For the last decade or so our Fabless Wonders have had a free ride on process R&D done at "credible" IDMs ( in my book after their HKMG fiasco IBM no longer qualifies ) siphoned out through various consortia and tool vendors.
They may now have $$$ on the table but they can't buy time. Intel started finFET work almost 8 years back. Hard to catch up even at 14 nm within 5 years even if the fabless wonders were now able to pry off enough process talent on behalf of their Foundries and went at it using the traditional chinese water torture approach to Physics ( a huge no. of experiments over a wide parameter space rather than targeting on narrow space with the benefit of device simulation ).
I think ultimately that Qualcomm and other chip companies would just as soon continue to outsource the whole enchilada to TSMC and others, rather than get in bed with TSMC in a JV. As you point out, Peter, owning a fab, or owning it in part, is not simply a matter of opening up a magic chip-building facility. There is a lot of work and know how that has to be done in terms of process development. All of that would have to come from TSMC or another foundry. In the end, it wouldn't be that much different from the situation that Qualcomm and others enjoy today--they pay money to foundries, the foundries provide the knowledge, capability and capacity to build their chips. Entering a JV would only mean that a fabless company was on the hook for the depreciation of the facility and equipment, which would be a liability as soon as oversupply conditions took hold. And oversupply is never that far off.
Not only that, but Qualcomm and its fabless brethen today enjoy the right to work with different foundries, play them off each other, and negotiate the best deal. Once they are a partner in the fab, that flexibility goes out the window.
Of course the advantage of such an arrangement, on the surface, would appear to be certainty of supply. Right about now, that sounds great. But as Qualcomm executives acknowledged the other day, at least part of the problem with the 28-nm capacity crunch is that demand for Qualcomm's 28-nm chips is simply greater than the company anticipated. If Qualcomm had been able to accurately predict what the demand would be, TSMC would have had the capacity available, I think.

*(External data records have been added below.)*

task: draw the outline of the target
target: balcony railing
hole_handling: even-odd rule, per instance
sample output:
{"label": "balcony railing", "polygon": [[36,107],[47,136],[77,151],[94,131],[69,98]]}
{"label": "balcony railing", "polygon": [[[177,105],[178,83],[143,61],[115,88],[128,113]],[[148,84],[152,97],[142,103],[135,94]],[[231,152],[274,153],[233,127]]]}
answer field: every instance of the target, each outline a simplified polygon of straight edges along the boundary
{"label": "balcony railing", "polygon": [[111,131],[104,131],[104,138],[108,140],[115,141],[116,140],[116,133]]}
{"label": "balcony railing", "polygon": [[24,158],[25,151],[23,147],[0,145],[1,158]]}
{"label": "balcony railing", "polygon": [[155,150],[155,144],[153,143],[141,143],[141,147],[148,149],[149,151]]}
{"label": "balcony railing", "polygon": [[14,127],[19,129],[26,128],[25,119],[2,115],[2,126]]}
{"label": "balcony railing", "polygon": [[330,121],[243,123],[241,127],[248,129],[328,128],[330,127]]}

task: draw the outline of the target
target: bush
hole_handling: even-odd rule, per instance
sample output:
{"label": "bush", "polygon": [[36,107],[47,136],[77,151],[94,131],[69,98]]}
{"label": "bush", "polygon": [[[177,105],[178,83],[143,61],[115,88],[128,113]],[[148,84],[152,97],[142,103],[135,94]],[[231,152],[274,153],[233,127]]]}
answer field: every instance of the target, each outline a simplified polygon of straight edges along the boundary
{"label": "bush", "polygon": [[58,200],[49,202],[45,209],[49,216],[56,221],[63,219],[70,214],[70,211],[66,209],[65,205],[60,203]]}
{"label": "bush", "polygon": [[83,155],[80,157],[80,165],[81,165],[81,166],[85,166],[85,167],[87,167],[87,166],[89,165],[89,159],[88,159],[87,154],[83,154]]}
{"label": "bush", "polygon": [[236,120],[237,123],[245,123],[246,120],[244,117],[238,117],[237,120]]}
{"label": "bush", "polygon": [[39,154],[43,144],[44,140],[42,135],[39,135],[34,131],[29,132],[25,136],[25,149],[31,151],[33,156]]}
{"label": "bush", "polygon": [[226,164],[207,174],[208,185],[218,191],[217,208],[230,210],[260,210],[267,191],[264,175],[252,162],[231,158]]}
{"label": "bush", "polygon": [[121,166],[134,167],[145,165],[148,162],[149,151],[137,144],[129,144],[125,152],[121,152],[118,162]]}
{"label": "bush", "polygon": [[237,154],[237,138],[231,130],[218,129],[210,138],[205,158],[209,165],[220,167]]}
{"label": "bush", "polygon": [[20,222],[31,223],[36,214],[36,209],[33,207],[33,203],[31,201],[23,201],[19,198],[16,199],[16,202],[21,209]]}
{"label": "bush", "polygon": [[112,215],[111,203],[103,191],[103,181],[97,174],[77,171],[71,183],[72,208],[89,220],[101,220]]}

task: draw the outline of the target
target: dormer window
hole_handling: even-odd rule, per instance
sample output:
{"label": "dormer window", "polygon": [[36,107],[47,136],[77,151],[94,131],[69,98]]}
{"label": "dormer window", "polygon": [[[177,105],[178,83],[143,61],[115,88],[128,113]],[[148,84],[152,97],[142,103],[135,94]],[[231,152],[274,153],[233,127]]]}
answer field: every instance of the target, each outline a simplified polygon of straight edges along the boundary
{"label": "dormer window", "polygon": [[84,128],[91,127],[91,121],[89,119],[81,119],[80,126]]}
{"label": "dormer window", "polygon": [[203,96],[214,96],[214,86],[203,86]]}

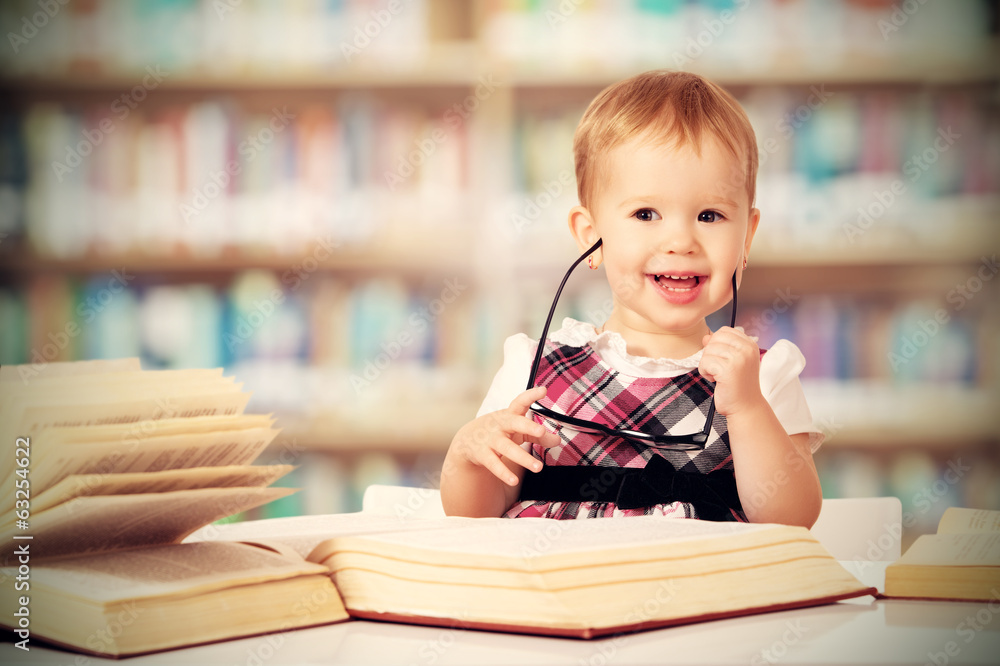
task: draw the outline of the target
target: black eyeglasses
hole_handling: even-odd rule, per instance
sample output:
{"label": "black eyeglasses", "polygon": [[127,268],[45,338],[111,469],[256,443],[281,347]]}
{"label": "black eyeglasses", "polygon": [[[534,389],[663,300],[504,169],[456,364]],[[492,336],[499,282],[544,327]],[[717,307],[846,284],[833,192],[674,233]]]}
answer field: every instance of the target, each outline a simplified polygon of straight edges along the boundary
{"label": "black eyeglasses", "polygon": [[[569,267],[568,271],[566,271],[566,275],[563,276],[562,282],[559,284],[559,289],[556,290],[556,297],[552,299],[552,307],[549,308],[549,316],[545,319],[545,328],[542,329],[542,337],[538,339],[538,350],[535,352],[535,359],[531,363],[531,374],[528,375],[528,386],[525,390],[530,390],[535,387],[535,377],[538,374],[538,366],[542,362],[542,354],[545,350],[545,339],[549,335],[549,325],[552,323],[552,315],[555,314],[556,304],[559,302],[559,296],[562,294],[563,287],[566,286],[566,281],[569,279],[573,270],[579,266],[584,259],[593,254],[597,248],[601,247],[601,243],[603,243],[603,240],[598,240],[594,243],[593,247],[584,252],[579,259],[573,262],[573,265]],[[729,325],[733,328],[736,327],[736,271],[733,271],[733,311],[730,315]],[[639,430],[612,428],[604,425],[603,423],[595,423],[594,421],[578,419],[573,416],[554,412],[547,407],[543,407],[537,402],[532,403],[529,410],[549,421],[551,424],[563,429],[593,435],[621,437],[622,439],[655,449],[697,451],[705,448],[705,444],[708,443],[709,433],[712,431],[712,420],[715,418],[715,395],[712,395],[711,402],[708,406],[708,416],[705,419],[705,428],[701,432],[696,432],[690,435],[653,435]]]}

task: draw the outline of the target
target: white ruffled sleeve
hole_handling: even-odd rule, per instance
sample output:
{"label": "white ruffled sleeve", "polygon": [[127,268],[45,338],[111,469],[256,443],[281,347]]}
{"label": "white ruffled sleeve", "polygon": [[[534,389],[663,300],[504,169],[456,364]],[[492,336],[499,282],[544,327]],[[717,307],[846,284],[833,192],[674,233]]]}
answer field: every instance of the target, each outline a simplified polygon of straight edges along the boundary
{"label": "white ruffled sleeve", "polygon": [[524,393],[534,359],[535,341],[524,333],[507,338],[503,343],[503,365],[493,377],[490,390],[476,417],[510,407],[510,403]]}
{"label": "white ruffled sleeve", "polygon": [[760,390],[789,435],[807,433],[809,449],[816,451],[825,435],[813,424],[799,374],[806,359],[793,343],[778,340],[760,359]]}

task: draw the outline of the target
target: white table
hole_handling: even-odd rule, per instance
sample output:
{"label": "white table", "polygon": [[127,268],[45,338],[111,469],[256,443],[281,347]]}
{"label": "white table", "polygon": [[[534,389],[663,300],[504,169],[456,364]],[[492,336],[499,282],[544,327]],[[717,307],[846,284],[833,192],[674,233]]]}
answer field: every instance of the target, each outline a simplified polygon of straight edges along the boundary
{"label": "white table", "polygon": [[[978,614],[978,620],[977,618]],[[981,628],[973,629],[967,618]],[[951,654],[949,654],[949,652]],[[113,661],[33,643],[0,646],[13,664],[991,664],[1000,600],[873,600],[766,613],[601,640],[350,621]]]}

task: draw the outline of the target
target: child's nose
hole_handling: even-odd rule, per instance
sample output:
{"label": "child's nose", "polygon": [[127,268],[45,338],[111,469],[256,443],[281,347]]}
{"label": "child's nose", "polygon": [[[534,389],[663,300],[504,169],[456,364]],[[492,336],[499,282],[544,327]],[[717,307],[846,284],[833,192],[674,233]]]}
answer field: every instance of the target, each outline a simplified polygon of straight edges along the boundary
{"label": "child's nose", "polygon": [[688,254],[698,247],[694,225],[683,220],[668,220],[662,225],[659,250],[668,254]]}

I think that now is a good time to be an IDM. The fabless chip companies can't have it both ways. I agree with others that it is too late for them to catch Intel by the 14 nm node anyway. This problem of constrained capacity at the leading edge could go away in a couple of quarters between improving yields and more capacity coming on line. I don't think that now is the time to go back to a failed model - like committing to a JV if you are Qualcomm. I think there is more downside risk than upside potential there.
I wonder if circumstances are really as different today from what they were in the last joint venture backed fab episode?
Companies have been going fabless to begin with because *building* fabs is so enormously expensive that very few companies can afford to do it on their own, and it's likely a few that could simply see better returns on investment elsewhere. Joint ventures are fraught with inherent difficulties because of the issues of getting agreement from the partners on what is being done, what each is expected to put into it, and what each will get out of it, and *maintaining* that agreement as changes in the underlying economy require adjustments to the plans.
If I'm Qualcomm, I'm leaving money on the table because I can't get all the chips I want, but how *much* money is that? How much will it cost to build this joint venture fab? How long will it take me to recoup my investment? And what happens when the wheel turns as it always does and we move to a condition of oversupply again?
I may look at the numbers, and decide I'm better off *leaving* money on the table, because the amount of potential revenue I'm forgoing won't approach what it would cost me to build a fab, even with partners, to address capacity issues that are ultimately transitory.
I don't think that even Qualcomm is big enough to own JV fabs. It does not make any sense to own JV financially. Each generation of process development is multi-billion dollar effort PLUS it will cost JV $6-$7B to build just one 28nm fab. Qualcomm is running 28nm poly-Sion process not HKMG. So using HKMG is another story. For HKMG, TSMC and Common platform uses different gate stacks - gate last vs. gate first. This means Qualcomm has to port designs from one technology to the other along with all their IPs/design enablements. I don't believe they even have enough resources and money to maintain one generation of process and products with multiple technologies/foundries. How about 20nm? and 14-finfet? So this whole story simple does not make any sense.
There were a number of JV fabs built in 90's. UMC has USC, UICC, et al. Chartered had 3 fabs that were JV's with IDM/fabless companies. In my opinion, you picked the wrong one to use as an example. The Camus fab was built far from the other TSMC fabs and suffered some unique problems associated with that distance and culture. The UMC fabs were all built in Hsinchu and the Chartered fabs were all built in Singapore. There were pros and cons to the concept, but you are better served by looking at ones other than Camus for judging a potential return to the concept.